As part of Scottish Book Week and Lighthouse Books, I ran a small workshop on how climate change was the result of the colonial legacy. This workshop went into depth about now the European construct of ‘nature’ allowed for climate change to happen and how myths of ‘Progress’ allow it to continue.
The presentation of this workshop is available here:
Climate Change: The on-going legacy of colonialism by Nishma Doshi
Hi Nish,
I’m an XR Scotland activist & interested in how we can be more inclusive as a movement and how we can communicate better on climate and colonialism. I had a look at your presentation. While you analyse the “problem” quite well, I felt like it stopped just when it was getting most interesting! Would like to know more about ecological struggles in the global south.
For the Earth,
Robert
Thanks for your comment, Robert. I am planning to run some workshops for XR which are a little more introductory and explore more of the basic processes of how climate colonialism works in practice.
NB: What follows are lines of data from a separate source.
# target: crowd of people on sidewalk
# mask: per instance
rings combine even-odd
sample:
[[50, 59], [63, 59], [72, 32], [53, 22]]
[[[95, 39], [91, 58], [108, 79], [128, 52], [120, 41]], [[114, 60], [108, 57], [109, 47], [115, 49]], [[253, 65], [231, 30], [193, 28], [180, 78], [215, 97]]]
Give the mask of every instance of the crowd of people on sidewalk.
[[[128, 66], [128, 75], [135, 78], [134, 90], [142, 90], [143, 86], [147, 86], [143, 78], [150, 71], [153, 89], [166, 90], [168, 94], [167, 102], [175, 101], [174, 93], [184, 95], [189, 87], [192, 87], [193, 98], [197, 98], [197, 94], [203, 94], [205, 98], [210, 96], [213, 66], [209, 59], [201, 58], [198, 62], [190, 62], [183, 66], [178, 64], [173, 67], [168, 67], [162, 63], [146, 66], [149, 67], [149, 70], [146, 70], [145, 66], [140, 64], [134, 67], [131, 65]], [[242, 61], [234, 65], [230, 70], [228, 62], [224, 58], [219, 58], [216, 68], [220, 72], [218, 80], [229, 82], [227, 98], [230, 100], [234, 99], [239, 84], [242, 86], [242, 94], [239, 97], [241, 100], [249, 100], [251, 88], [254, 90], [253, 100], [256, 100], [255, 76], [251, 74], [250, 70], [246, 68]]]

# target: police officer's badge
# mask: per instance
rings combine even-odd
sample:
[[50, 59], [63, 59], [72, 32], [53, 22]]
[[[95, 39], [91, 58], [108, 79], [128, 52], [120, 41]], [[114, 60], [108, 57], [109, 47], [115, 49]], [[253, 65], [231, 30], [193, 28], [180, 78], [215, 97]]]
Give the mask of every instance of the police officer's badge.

In the meanwhile you are more than welcome to research what’s going on in the global south yourself. There are plenty of good articles online (see New Internationalist for a starting point), and plenty of books & campaigns.
Furthermore, please don’t look to the Global South as those which need to solve climate change. The historic emissions, and corporate & monetary power is very much still in the hands of the West (& China, these days). We should be listening to what they have to say, what they are demanding as change and making sure that that happens. It’s our problem which we have put on the rest of the world.
I’ll be sharing a reading list with the workshops I’m going to be running, so please look out for that too.